Ar-Namys top candidate Omurbek Suvanaliev's election billboard has caused a kerfuffle in Kyrgyzstan.
Ar-Namys top candidate Omurbek Suvanaliev's election billboard has caused a kerfuffle in Kyrgyzstan.
BISHKEK -- For years, Kyrgyzstan's Ar-Namys (Dignity) party opted for a simple white-on-blue pattern for its banners and flags.

But with the country preparing for key local elections later this month, the party has rolled out a new design that has critics crying foul.

The fresh look, seen on billboards and posters throughout the capital, Bishkek, shows the party's top candidate, Omurbek Suvanaliev, photographed against a striped background that bears a marked resemblance to the white-blue-and-red of the Russian flag.

Observers say the redesign is a blatant attempt to win votes from Kyrgyzstan's roughly 200,000 ethnic Russians.

Activist Ilya Lukash says it's not the first time Ar-Namys and party leader Feliks Kulov have sought to create a visual association with Russia.

"Ar-Namys has been doing things like this for a long time. [Ahead of parliamentary elections] in 2010, for example, the party used a photograph in which Feliks Kulov was shown together with Dmitry Medvedev," Lukash says.

"These things show that Ar-Namys is a pro-Russian party.
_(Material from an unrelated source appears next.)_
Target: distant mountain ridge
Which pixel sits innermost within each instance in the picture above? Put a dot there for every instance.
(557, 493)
So it's hard to say that the use of the Russian colors is a simple coincidence."

Flying The Flag

The image of the Ar-Namys leader with the then-Russian president proved so provocative that the Kyrgyz parliament later imposed a ban on such photographs for campaign materials.

But the ban stopped short of prohibiting other, more subtle, forms of association -- like color schemes that may or may not resemble another country's flag.
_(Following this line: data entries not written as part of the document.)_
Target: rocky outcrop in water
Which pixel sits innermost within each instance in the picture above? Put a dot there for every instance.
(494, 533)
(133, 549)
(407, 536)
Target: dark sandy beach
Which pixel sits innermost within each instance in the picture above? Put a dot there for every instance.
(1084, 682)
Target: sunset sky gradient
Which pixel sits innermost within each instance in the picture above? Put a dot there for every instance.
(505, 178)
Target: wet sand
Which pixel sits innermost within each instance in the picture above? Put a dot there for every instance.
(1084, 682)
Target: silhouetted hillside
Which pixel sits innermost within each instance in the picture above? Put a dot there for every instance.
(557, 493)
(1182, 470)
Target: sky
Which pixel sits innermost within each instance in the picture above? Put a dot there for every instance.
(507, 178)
Russian President Dmitry Medvedev (left) greets Feliks Kulov, who was no longer prime minister, at the presidential residence in September 2010.
Russian President Dmitry Medvedev (left) greets Feliks Kulov, who was no longer prime minister, at the presidential residence in September 2010.
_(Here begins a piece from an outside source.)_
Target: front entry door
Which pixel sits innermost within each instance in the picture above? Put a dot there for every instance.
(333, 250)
Ar-Namys, which was formed in 1999, has never made a secret of its close ties to Moscow.

United Russia, the ruling party of President Vladimir Putin, granted the party a valuable endorsement ahead of the 2010 parliamentary vote.

And Kulov, a onetime prime minister and mayor of Bishkek, is among a small group of Kyrgyz politicians to openly maintain ties with Moscow as its seeks to restore the Kremlin's historical influence in Central Asia.

Abdymomun Mamaraimov, a former member of the Kyrgyz Central Election Commission, condemned the new Ar-Namys promotional materials, saying, "it's wrong to involve another country in our own internal affairs just because of political sympathies."

Key Election

Suvanaliev -- a former interior minister known as the "Kyrgyz Cattani," after the police chief hero of the Italian TV series "La Piovra" -- has dismissed any intentional resemblance between the party posters and the Russian flag.

"The Russian flag is composed of three colors: red, blue, and white. We have just two colors. Probably when they hung the posters, the borders looked white," Suvanaliev said. "And that's how the whole debate got started."

Suvanaliev accused party critics of engaging in "dirty PR," but also noted that Ar-Namys would soon change the color of its flag to white and red.

The November 25 elections will determine the composition of city and village councils throughout Kyrgyzstan.

But for most parties, the key contest is the 45-seat city council in Bishkek. The council is responsible for electing the city's mayor, and is also seen as a springboard for many politicians looking to build a career at the national level.